Ticket sales for the money-spinning event have virtually doubled since new organisers were appointed five years ago, to more than 771,000.
Footfall figures within the main festival have soared by more than two million over the same period, with visitors from 47 different countries now visiting Edinburgh for its Christmas events.
More than 4.653 million people flocked to East Princes Street Gardens, The Mound, St Andrew Square and George Street during last year’s event, the fifth to be overseen by Edinburgh Festival Fringe promoters Underbelly.
Organisers of the Christmas festival, which was launched 20 years ago to help win festive shoppers back to the city centre, have drawn comparisons between the £113m economic impact figure the event now generates and the £313m said to be generated by the city’s other 12 main festivals.
According to the new research by the firm BOP Consulting, the Christmas event is said to have attracted 919,344 “unique visitors” last year. This compares to the 1,070,954 “unique visitors” to events like the Edinburgh International Festival, the Fringe, the Tattoo and the city’s Hogmanay celebrations, estimated three years ago by the same firm.

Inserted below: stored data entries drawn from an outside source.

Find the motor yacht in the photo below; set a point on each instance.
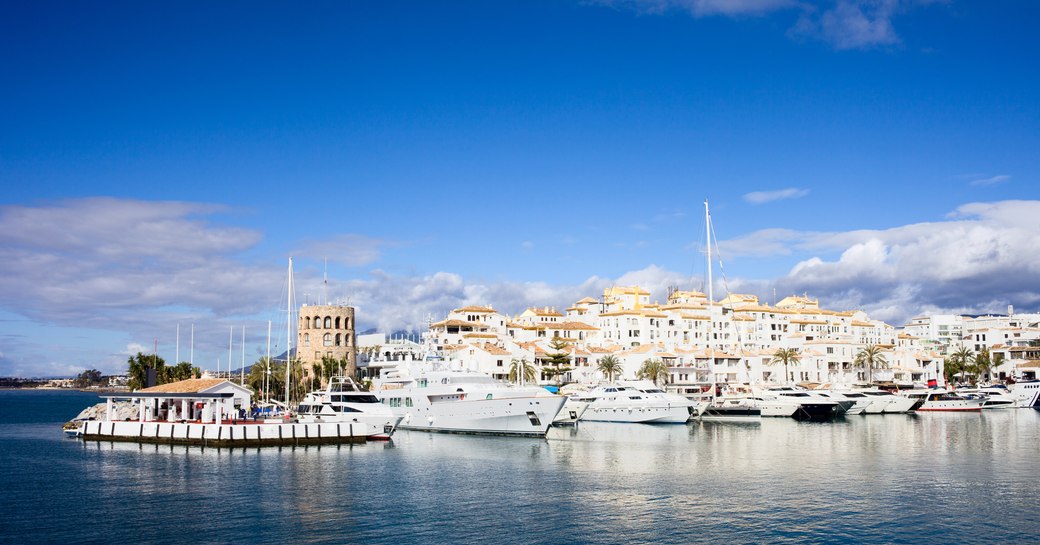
(638, 401)
(1027, 393)
(434, 398)
(571, 413)
(992, 396)
(810, 405)
(343, 400)
(887, 403)
(940, 399)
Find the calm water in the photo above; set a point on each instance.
(893, 478)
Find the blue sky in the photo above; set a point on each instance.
(160, 163)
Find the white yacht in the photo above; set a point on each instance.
(992, 396)
(431, 398)
(571, 413)
(638, 401)
(887, 403)
(940, 399)
(343, 400)
(809, 405)
(1027, 393)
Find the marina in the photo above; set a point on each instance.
(703, 481)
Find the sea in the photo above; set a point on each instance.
(873, 478)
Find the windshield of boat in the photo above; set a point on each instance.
(356, 398)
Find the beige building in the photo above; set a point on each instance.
(327, 331)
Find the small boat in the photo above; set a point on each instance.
(343, 400)
(1027, 393)
(571, 413)
(992, 396)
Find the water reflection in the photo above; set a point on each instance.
(877, 478)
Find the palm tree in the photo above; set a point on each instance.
(958, 363)
(609, 365)
(786, 357)
(871, 357)
(653, 370)
(983, 364)
(528, 370)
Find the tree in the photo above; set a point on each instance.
(871, 357)
(528, 370)
(87, 379)
(137, 366)
(255, 380)
(609, 365)
(559, 359)
(786, 357)
(655, 370)
(958, 363)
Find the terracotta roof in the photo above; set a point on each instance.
(495, 349)
(188, 386)
(458, 323)
(570, 326)
(474, 308)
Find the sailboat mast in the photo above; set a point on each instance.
(288, 335)
(707, 236)
(266, 377)
(231, 339)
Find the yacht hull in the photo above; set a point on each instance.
(510, 416)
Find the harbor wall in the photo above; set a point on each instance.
(227, 435)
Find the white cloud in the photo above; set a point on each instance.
(349, 250)
(984, 257)
(757, 198)
(845, 24)
(992, 180)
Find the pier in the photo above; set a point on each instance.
(224, 435)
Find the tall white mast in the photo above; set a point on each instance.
(707, 229)
(266, 377)
(288, 334)
(231, 337)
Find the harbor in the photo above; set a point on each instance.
(882, 478)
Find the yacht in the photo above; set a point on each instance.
(434, 398)
(638, 401)
(810, 405)
(992, 396)
(939, 399)
(571, 413)
(1027, 393)
(343, 400)
(887, 403)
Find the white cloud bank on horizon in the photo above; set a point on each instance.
(757, 198)
(843, 24)
(135, 268)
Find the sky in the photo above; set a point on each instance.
(159, 163)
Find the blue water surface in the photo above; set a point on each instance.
(876, 478)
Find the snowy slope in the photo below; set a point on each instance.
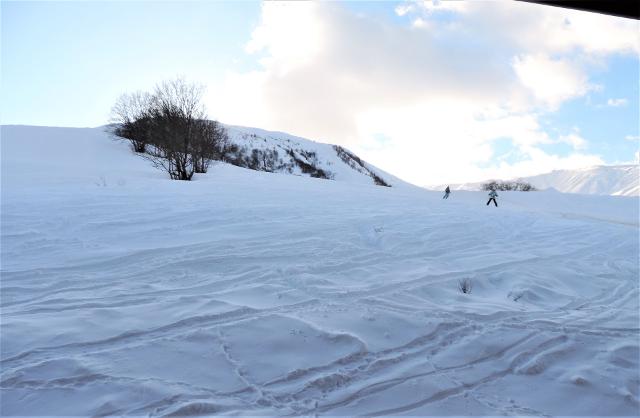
(323, 156)
(615, 180)
(254, 293)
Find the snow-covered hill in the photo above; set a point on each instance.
(615, 180)
(619, 180)
(93, 151)
(260, 294)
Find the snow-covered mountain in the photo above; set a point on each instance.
(616, 180)
(250, 293)
(94, 150)
(280, 152)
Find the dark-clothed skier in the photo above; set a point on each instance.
(492, 196)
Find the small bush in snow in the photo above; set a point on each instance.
(465, 286)
(517, 186)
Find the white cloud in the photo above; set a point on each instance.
(617, 102)
(550, 81)
(575, 140)
(442, 91)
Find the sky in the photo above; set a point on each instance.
(432, 92)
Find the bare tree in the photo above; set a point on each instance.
(131, 118)
(169, 128)
(211, 139)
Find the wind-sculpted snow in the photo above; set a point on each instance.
(263, 294)
(615, 180)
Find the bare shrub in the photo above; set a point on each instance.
(519, 186)
(465, 285)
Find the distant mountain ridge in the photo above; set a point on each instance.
(615, 180)
(74, 153)
(279, 152)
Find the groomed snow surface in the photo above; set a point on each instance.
(253, 293)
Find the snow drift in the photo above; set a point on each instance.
(615, 180)
(254, 293)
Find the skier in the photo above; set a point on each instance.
(492, 196)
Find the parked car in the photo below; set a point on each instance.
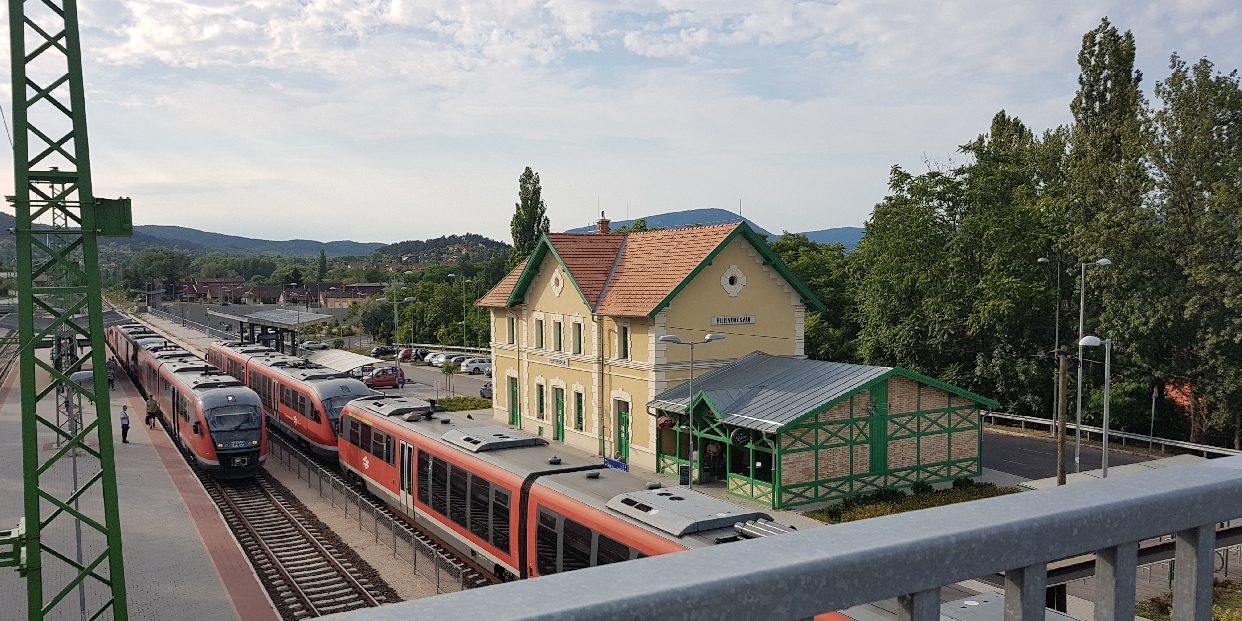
(385, 376)
(477, 365)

Research published in the summer said Edinburgh’s Hogmanay celebrations were worth a separate £39m to the economy. Nearly 166,000 people from 80 countries attended the three-day festival, which is thought to have generated £88m for the wider Scottish economy.
By far the most popular element of the Christmas festival was its markets – the main inspiration to take in the festival cited by two thirds of visitors. They were named the best attraction of their kind in Britain during last year’s event, ahead of rivals like Bath, York, Bristol, Liverpool and Exeter.
Around a fifth of tickets sold were snapped up EH postcode holders, who benefit from an annual discount of 20 per cent. More than two thirds of local residents surveyed said events in the Christmas festival programme were the main draw for coming into the city centre.
Ed Bartlam and Charlie Wood, directors of Underbelly, said: “It’s fantastic to get this independent survey and read its findings of the vast economic impact that Edinburgh’s Christmas brings to the city and to Scotland.
“We’re very proud that it is now on the firmly on the map as a global winter destination, with sky-high levels of customer satisfaction and return visits, and visitors who consistently rate the event as their major reason for coming to Edinburgh. The survey shows that the event supports thousands of jobs but it’s also great to see how many residents also enjoy its attractions.”